In the course of a recent week, these two things happened: The Washington Post ran a front-page story blasting the investigation of last year's Tailhook Navy sex scandal; and I learned through friends that three church leaders have admitted to sexual abuse of individuals under their care.
My response was telling. I had not been surprised to learn last year that at least 26 women had been assaulted by a gauntlet of naval aviators at the Tailhook convention in Las Vegas. Though the details of what was done to the victims were appalling, such outrageous acts seemed inevitable in a military institution built on male power, hierarchy, and absolute authority.
Nor was I surprised that the investigation of the incident was plagued by stonewalling and cover-ups, and paralyzed by Navy leaders' efforts to protect senior officers and civilians who may have been involved in the scandal. What I did find astounding was that the Pentagon itself assailed the Navy leadership involved in the investigation, forcing the retirement of two top officials and the reassignment of another.

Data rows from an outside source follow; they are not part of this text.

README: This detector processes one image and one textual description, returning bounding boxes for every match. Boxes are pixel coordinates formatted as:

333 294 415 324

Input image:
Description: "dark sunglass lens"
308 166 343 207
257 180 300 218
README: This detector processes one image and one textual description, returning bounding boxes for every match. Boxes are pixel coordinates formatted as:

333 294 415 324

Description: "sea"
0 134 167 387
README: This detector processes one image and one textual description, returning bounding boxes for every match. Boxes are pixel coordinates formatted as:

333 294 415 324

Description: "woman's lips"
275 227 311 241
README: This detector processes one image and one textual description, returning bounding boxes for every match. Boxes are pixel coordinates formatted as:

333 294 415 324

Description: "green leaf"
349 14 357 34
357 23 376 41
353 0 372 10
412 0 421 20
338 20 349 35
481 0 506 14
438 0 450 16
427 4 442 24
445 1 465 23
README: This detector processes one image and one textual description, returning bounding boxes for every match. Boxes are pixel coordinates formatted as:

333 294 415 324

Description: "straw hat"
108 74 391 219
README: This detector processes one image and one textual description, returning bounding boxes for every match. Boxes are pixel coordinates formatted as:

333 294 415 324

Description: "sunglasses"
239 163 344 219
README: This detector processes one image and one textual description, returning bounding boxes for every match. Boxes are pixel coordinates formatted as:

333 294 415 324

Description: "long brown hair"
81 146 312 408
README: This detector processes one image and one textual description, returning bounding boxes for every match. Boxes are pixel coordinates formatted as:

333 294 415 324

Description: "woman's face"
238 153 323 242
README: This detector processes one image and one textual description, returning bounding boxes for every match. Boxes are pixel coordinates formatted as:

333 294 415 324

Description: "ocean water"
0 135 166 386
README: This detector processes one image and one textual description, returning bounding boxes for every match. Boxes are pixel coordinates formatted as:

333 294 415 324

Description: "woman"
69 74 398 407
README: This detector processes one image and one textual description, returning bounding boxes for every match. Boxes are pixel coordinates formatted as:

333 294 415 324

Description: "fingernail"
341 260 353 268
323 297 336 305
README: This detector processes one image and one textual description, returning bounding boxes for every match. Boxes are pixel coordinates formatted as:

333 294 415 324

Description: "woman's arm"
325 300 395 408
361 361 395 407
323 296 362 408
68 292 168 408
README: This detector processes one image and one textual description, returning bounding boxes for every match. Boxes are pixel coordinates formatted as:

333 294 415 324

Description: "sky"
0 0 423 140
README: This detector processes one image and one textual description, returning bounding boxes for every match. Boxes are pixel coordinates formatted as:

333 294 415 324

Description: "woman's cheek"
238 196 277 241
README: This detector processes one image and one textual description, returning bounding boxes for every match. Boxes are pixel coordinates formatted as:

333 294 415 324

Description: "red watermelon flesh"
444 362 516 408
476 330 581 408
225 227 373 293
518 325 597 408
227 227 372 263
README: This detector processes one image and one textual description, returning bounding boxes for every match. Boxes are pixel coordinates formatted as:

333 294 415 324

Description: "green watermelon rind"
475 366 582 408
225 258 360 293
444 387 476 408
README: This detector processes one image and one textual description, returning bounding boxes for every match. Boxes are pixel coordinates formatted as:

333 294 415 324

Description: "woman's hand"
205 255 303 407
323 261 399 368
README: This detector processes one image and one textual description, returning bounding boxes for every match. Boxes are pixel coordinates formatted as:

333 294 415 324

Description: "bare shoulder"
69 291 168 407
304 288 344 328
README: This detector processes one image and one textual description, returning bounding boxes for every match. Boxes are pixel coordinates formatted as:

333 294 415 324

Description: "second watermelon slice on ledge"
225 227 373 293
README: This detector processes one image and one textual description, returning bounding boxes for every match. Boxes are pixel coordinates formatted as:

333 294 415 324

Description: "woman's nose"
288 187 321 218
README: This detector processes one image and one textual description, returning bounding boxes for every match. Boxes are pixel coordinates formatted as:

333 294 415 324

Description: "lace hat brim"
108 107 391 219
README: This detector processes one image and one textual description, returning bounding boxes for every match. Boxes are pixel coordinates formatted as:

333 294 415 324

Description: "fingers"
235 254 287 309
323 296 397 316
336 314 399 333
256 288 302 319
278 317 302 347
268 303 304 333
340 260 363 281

What further consequences there may be remain to be seen. But, at least for the moment, the military in this case appears to be serious about exposing and addressing sexual harassment and abuse in its midst.
It was more difficult to know what to feel about the revelation of sexual misconduct so close in the church. All three of the men involved are individuals whom I have respected and learned from--pastors and teachers of the gospel, of community, and of peacemaking.